Sérénité. Voilà le terme qui semble définir la posture d'Édouard Philippe ces derniers jours. Bien que le Parquet national financier (PNF) ait ouvert une enquête pour détournement de fonds, favoritisme et prise illégale d'intérêt, le maire du Havre persiste à clamer son innocence. Il reste déterminé à participer à l'élection présidentielle prévue en 2027.
Lors de son intervention sur France Inter, Édouard Philippe a affirmé qu'« aucune décision non définitive de justice » ne pourrait l'empêcher de se présenter, ajoutant : « Je vais faire la campagne pleinement, je vais la faire à mon rythme et personne ne me dictera mon rythme, ni mes amis, ni mes adversaires. » Ce ton résolu semble en accord avec les recommandations de son proche, le ministre de la Justice Gérald Darmanin, qui l'encourage à montrer sa motivation pour la présidence.
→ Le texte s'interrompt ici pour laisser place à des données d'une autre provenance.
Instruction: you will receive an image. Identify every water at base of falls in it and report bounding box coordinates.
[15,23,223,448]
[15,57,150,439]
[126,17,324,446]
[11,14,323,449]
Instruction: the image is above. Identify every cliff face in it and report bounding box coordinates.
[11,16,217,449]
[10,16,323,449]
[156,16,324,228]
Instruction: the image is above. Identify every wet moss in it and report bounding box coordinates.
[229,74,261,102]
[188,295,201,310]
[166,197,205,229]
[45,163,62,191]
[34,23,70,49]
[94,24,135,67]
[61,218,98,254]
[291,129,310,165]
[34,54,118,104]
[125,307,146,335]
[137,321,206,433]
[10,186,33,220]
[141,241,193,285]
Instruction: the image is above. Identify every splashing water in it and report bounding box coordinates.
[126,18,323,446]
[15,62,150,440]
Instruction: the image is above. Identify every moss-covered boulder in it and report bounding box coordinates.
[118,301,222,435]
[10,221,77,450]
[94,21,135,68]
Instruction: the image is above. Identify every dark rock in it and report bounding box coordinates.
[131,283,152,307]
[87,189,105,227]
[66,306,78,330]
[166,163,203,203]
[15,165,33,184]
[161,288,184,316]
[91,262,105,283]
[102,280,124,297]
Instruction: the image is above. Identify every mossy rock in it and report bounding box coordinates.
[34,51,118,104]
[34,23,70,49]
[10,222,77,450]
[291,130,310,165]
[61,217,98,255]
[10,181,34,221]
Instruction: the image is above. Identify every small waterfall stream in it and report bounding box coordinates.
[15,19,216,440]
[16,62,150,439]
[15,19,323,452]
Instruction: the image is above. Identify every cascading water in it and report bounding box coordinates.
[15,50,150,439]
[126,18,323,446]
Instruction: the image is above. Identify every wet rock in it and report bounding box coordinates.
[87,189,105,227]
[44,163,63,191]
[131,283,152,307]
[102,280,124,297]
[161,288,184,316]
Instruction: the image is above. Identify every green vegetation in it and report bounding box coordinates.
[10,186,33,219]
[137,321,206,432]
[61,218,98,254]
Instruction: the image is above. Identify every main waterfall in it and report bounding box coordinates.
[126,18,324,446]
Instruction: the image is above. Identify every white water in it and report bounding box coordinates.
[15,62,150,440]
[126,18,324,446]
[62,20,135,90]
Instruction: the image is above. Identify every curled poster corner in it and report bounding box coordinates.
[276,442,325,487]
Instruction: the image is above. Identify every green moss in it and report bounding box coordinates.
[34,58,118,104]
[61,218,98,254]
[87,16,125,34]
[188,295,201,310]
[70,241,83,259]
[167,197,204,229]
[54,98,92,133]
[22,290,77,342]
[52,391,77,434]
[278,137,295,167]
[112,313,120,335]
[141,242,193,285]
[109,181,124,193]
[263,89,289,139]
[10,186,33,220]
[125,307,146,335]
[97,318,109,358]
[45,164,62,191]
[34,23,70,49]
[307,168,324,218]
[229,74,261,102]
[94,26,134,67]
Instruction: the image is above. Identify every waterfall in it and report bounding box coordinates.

« J'ai envie de gagner cette élection présidentielle », assure Édouard Philippe
L'ancien Premier ministre n'affiche aucune intention de se laisser décourager par les obstacles que pourrait poser l'enquête du PNF. Il se dit prêt à rivaliser avec d'autres candidats de poids tels que Gabriel Attal et Bruno Retailleau, tout en admettant qu'il existe des divergences « sur le fond et peut-être de style ». Édouard Philippe exprime clairement son ambition : « J'ai envie de gagner cette élection présidentielle et j'ai envie de proposer aux Français un programme qui m’est propre, c'est cela qui fera la différence. » Selon des analystes politiques, cette assurance pourrait séduire un électorat en quête de renouvellement et d'authenticité.